Il est toujours intéressant de voir comment une gastronomie se comporte sur un front de mer aux tables moins talentueuses mais habiles à durer. Ou plutôt comment elle résiste. A Cros de Cagnes, quelques adresses ont tenté de se faire une place au soleil en pariant sur son pouvoir de séduction. On a connu le Bistrot de la Marine, la dernière maison du grand Jacques Maximin. Puis La Table de Kamiya, à l’ombre d’un pin géant ancré à même la salle vitrée, dont la cuisine précise et délicate s’approche de l’étoile. Et voici L’Agapè, ouvert en novembre dernier, donc toujours à l’heure de l’espoir.
Agapè, le mot tient du grec ancien et parle d’amour divin. Une explication de texte risquerait de mêler Dieu au menu du marché et çà ferait désordre. Un parchemin posé sur chaque table vous en dira plus sur son sens profond. Simplement, Morgane David et Guillaume Winterstein ont transformé une ancienne pizzeria en un restaurant plus ambitieux. Quelques tables en terrasse sur le front de mer, une salle où le blanc et le vert dominent, un chef chevronné en cuisine et une attention d’une rare courtoisie tout au long du repas… tout est calme et discrétion. C’est L’Agapaix.
Voilà une adresse au petit format qui mérite comme on dit. Pour l’accueil souriant de Morgane, passée par de belles maisons, l’Hôtel Métropole à Monaco, La Bastide Saint-Antoine de Jacques Chibois à Grasse et Le Figuier de Saint-Esprit de Christian Morisset à Antibes. Pour la cuisine en solo de Guillaume Winterstein, ancien du lycée Paul Augier à Nice, passé par l’Hôtel AC Marriot à Juan-les-Pins et formé auprès de chefs étoilés de la région (Jacques Chibois, Alain Llorca, Jean-Denis Rieubland, Christian Morisset) qui lui ont transmis l’amour du travail bien fait et la quête de style. Un chef qui a encore le feu sacré, on prend !
Aux alentours de midi, quand bien des menus négligés s’éveillent, découvrir ses plats traditionnels remis au goût du jour, une expression plus contemporaine, la carte attentive au mouvement des saisons et l’exigence du produit (à commencer par le pain de Jean-Paul Veziano) vous met de bonne humeur. La gastronomie de L’Agapè tient à ces détails. A l’instant des amuse-bouche, un bouillon parfumé, préparé en fonction du marché, appelle à la légèreté.
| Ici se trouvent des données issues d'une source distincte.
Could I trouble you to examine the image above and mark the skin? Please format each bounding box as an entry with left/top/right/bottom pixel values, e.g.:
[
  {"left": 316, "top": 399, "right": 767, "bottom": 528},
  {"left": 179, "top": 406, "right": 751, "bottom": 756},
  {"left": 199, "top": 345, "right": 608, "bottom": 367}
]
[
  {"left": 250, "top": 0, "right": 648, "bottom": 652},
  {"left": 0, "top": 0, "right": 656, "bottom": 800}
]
Le menu du déjeuner propose deux entrées au choix, joliment nuancées, comme l’œuf parfait, velouté de petits pois primeur ou une raviole de volaille «Terre de Toine» (du village de Pierlas en haut-pays niçois), bouillon de légumes et miso d’orge.
Le beau jeu vient au menu découverte (45 €) avec une composition tout en finesse, la tatin d’asperges vertes et blanches de Provence, réduction d’orange et jus de carottes, relevée au vinaigre balsamique. Une palette de saveurs. En plat, la pêche du jour, petits pois cuits à la française, lard fumé, jus de morilles comme une blanquette. Puis l’agneau de lait de Sisteron en trois façons, selle farcie de blettes, gigot masqué au miso, carré parfaitement cuit au sautoir, gnocchis de pommes de terre à la truffe. Enfin un biscuit madeleine et rhubarbe, cuit dans un sirop de poivre de Timut, fraises de Carros (chez Christophe Ferraro) au vinaigre de malt, comme un trait léger soulignant une addition clémente.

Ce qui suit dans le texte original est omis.